Tödlicher Prostatakrebs: Forscher entschlüsseln mögliche Ursachen und neue Therapieansätze

pathologisches Präparat von aggressivem Prostatakrebs

Fast alle Zellen eines metastasierten und schnell wachsenden Prostatakarzinoms (braun gefärbt) zeigen eine erhöhte Aktivität des Krebsstammzellgens EVI-1. Foto: Perner

 

Ein Forscherteam aus Schleswig-Holstein hat grundlegende Mechanismen entschlüsselt, wie es zu aggressivem, metastasierendem Prostatakrebs kommt.

Prof. Sven Perner, Direktor der Pathologie des Universitätsklinikums Schleswig-Holstein und des Forschungszentrums Borstel, und sein Team von Wissenschaftlern aus unterschiedlichen Fachrichtungen haben hierzu Gewebe von Prostatakrebspatienten in unterschiedlichem Stadium und mit unterschiedlichem Krankheitsverlauf untersucht. Ziel des von der Wilhelm Sander-Stiftung geförderten Forschungsprojektes war es, molekulare Merkmale im Gewebe von Patienten, die einen guten klinischen Verlauf zeigten, mit den Merkmalen von Patienten zu vergleichen, die an dieser Erkrankung verstorben sind. Die Wissenschaftler haben dabei verschiedene Herangehensweisen gewählt.

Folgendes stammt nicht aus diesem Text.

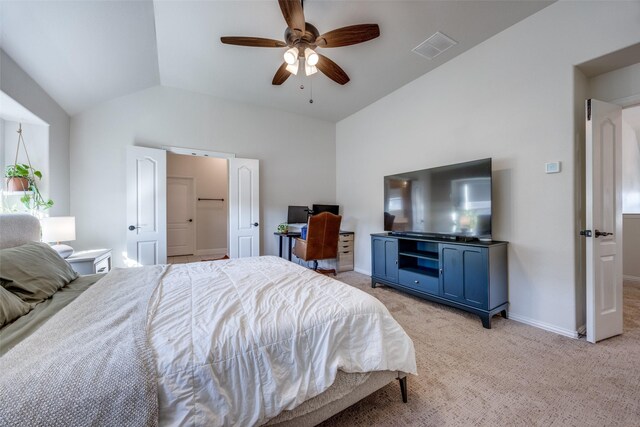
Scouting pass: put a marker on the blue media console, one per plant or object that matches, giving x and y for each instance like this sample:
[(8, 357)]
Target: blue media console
[(471, 276)]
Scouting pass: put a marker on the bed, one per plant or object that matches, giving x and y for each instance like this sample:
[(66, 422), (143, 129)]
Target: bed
[(236, 342)]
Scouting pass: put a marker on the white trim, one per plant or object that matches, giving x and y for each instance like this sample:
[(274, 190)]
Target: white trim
[(542, 325), (630, 278), (200, 153), (212, 252), (582, 330)]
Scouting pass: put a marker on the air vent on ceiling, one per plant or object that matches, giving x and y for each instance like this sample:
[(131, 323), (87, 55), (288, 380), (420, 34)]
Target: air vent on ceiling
[(434, 45)]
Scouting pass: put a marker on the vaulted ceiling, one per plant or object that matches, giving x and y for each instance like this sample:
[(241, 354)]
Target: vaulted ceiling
[(86, 52)]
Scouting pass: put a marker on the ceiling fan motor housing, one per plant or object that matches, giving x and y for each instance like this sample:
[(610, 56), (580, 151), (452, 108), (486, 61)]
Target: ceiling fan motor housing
[(307, 40)]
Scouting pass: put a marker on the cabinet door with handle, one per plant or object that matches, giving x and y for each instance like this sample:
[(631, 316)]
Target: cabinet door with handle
[(464, 275), (384, 254)]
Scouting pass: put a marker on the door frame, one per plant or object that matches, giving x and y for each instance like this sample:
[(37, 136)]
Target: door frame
[(588, 241), (194, 211)]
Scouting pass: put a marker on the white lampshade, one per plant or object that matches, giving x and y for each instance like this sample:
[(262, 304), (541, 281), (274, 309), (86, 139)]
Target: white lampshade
[(293, 68), (58, 229), (291, 55), (311, 57), (310, 69)]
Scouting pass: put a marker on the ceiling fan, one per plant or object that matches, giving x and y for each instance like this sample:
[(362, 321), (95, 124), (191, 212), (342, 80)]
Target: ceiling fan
[(302, 38)]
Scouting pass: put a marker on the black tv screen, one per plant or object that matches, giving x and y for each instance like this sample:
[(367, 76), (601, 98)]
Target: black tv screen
[(453, 200), (297, 214), (334, 209)]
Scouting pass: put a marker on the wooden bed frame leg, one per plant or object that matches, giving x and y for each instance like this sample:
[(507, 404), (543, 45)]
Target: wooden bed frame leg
[(403, 388)]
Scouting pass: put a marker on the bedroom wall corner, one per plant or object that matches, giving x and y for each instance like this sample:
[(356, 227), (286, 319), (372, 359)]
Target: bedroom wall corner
[(16, 83), (495, 100)]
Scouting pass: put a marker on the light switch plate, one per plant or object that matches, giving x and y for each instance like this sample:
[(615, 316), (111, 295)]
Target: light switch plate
[(552, 167)]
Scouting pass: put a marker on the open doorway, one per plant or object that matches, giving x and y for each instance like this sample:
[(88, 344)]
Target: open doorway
[(611, 78), (631, 209), (197, 208)]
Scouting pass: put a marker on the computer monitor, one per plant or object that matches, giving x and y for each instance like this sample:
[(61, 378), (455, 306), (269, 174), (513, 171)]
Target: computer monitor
[(334, 209), (297, 214)]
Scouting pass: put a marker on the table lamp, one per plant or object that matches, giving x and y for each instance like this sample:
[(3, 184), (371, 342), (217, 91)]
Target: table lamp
[(59, 229)]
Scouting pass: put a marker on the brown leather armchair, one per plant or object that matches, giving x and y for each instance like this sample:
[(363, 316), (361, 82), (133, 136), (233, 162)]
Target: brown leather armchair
[(323, 231)]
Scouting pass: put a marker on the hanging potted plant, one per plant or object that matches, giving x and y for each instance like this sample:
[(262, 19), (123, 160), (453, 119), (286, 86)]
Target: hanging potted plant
[(24, 177), (18, 177)]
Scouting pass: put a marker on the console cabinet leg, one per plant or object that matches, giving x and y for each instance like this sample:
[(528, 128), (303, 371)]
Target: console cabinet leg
[(486, 321), (403, 388)]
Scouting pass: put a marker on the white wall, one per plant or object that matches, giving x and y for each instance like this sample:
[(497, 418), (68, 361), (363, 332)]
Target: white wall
[(631, 247), (630, 168), (211, 181), (297, 156), (510, 98), (23, 89)]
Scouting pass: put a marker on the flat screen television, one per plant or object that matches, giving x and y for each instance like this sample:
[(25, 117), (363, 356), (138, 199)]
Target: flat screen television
[(297, 214), (334, 209), (451, 201)]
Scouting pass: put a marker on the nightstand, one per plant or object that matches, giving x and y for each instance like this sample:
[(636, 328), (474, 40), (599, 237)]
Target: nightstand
[(91, 262)]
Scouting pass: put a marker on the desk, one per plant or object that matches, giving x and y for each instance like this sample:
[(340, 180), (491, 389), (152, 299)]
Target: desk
[(291, 235)]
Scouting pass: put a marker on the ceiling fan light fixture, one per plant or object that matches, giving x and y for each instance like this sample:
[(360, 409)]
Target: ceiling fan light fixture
[(293, 68), (291, 56), (311, 57), (310, 69)]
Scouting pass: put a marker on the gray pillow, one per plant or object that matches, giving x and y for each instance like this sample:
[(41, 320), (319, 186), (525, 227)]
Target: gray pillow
[(34, 271), (11, 307)]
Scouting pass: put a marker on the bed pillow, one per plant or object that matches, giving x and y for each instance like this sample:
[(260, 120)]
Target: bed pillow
[(11, 306), (34, 271)]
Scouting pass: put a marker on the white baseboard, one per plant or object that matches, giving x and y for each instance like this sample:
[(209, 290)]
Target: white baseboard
[(214, 251), (629, 278), (542, 325)]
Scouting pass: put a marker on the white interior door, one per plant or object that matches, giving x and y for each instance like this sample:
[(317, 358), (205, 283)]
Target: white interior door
[(244, 208), (603, 220), (146, 205), (181, 200)]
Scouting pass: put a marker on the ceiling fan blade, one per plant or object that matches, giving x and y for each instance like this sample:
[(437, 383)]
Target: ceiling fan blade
[(293, 15), (347, 36), (281, 75), (252, 42), (332, 70)]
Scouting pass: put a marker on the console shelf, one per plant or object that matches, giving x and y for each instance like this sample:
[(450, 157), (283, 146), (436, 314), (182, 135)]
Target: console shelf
[(424, 255), (471, 276)]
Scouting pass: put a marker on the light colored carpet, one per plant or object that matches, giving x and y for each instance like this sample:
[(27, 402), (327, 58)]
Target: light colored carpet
[(511, 375)]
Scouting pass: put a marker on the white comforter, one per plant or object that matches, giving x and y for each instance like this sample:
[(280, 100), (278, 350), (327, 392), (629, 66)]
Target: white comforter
[(238, 341)]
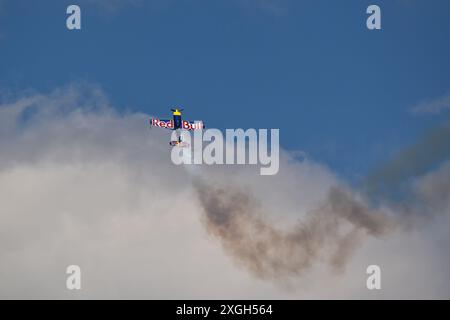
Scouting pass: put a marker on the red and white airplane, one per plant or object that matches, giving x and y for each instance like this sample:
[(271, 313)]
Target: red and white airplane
[(177, 124)]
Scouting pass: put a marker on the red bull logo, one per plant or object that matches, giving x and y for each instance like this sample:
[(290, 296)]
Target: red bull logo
[(186, 125)]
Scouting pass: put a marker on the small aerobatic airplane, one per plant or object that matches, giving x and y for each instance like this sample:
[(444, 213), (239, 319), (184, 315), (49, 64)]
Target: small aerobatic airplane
[(177, 124)]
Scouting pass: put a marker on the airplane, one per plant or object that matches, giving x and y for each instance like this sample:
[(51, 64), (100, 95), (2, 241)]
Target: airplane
[(177, 124)]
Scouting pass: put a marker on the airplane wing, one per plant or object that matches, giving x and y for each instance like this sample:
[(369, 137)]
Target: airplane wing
[(193, 125), (161, 123)]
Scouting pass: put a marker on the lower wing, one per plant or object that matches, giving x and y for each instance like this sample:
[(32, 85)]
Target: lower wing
[(193, 125)]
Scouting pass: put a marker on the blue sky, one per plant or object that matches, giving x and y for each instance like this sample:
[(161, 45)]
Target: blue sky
[(336, 90)]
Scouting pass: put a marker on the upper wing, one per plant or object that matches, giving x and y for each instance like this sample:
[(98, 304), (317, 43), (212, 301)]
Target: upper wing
[(193, 125), (161, 123)]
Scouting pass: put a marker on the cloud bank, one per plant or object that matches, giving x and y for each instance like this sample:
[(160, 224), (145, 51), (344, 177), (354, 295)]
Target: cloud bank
[(81, 183)]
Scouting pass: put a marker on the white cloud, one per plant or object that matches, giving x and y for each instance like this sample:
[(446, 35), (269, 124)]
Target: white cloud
[(83, 184)]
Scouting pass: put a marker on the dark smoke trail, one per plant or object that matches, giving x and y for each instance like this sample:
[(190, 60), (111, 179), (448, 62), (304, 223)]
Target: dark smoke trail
[(329, 233)]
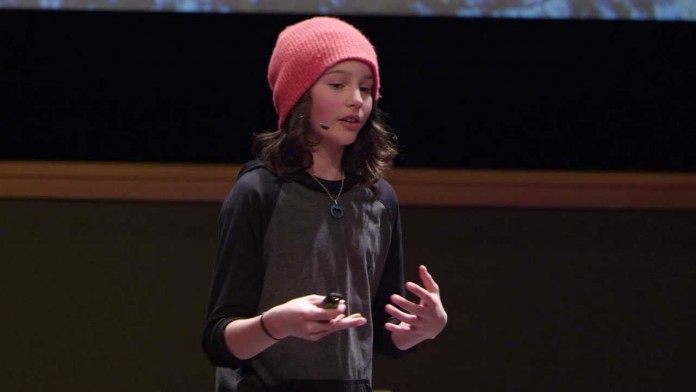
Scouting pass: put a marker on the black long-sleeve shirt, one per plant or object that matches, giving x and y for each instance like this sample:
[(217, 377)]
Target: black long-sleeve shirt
[(278, 242)]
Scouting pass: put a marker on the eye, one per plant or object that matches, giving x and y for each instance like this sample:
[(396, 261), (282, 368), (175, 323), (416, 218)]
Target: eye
[(366, 89)]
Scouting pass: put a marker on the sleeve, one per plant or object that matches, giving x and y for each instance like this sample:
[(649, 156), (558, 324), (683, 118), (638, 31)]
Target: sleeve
[(392, 280), (237, 278)]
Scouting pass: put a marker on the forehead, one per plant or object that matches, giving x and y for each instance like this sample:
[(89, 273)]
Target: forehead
[(351, 68)]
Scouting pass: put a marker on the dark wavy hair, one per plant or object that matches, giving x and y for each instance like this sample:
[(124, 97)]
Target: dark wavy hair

Die Rolle von Krebsstammzellen

Zum einen wurden Gene und Proteine untersucht, die in Stammzellen für die Selbsterneuerung von normalem Gewebe eine Rolle spielen. Dabei zeigte sich, dass das Stammzell-Gen EVI-1 bei der Selbsterneuerung von normalen Prostatazellen eine wichtige Rolle spielt, aber vor allem auch in den Krebsstammzellen des Prostatakarzinomgewebes von Patienten mit tödlichem Verlauf weiterhin „angeschaltet“ ist. Das Forscherteam geht davon aus, dass Krebsstammzellen eine wichtige Rolle beim Fortschreiten des Prostatakrebses und bei der Bildung von Metastasen spielen. „Wir sind davon überzeugt, dass das gezielte Abschalten dieser Krebsstammzellen einen guten Ansatz für eine verbesserte Therapie darstellt“, sagt Sven Perner.

Veränderungen im Mediatorkomplex

In zwei weiteren Veröffentlichungen hat das Forscherteam einen erst vor einigen Jahren entdeckten Eiweißkomplex im Rahmen von Krebserkrankungen untersucht. Dieses Molekül, Mediatorkomplex genannt, – für dessen Entdeckung 2006 der Nobelpreis für Physiologie oder Medizin an Andrew Z. Fire und Craig C. Mello vergeben wurde – ist in normalen Zellen eine wichtige Schaltstelle bei der Bildung von Eiweißmolekülen aus dem Erbgut einer Zelle. Perner und seine Mitarbeiter konnten unter Verwendung von großen molekularen Datenbanken zeigen, dass dieser Mediatorkomplex auch bei verschiedenen Krebserkrankungen eine zentrale Rolle spielt. So gelang es den Forschern, nachzuweisen, dass unterschiedliche Anteile dieses Eiweißkomplexes bei verschiedenen Krebsarten charakteristische Veränderungen aufweisen.

Überaktive Proteinkinasen

Durch weiterführende Experimente fanden die Wissenschaftler exemplarisch am Prostatakrebs heraus, dass Proteinkinasen bei der Entstehung des Tumors mit oft tödlichem Verlauf eine starke Aktivität aufweisen. Diese Aktivität konnte durch selbst hergestellte spezifische Blocker in Zellkultur-Experimenten aufgehoben werden. Damit hoffen die Forscher, einen weiteren wichtigen Schlüssel zum Entstehen und Fortschreiten des Prostatakrebses gefunden und eine wesentliche Grundlage für die Entwicklung zielgerichteter Medikamente gegen diese Krankheit geschaffen zu haben.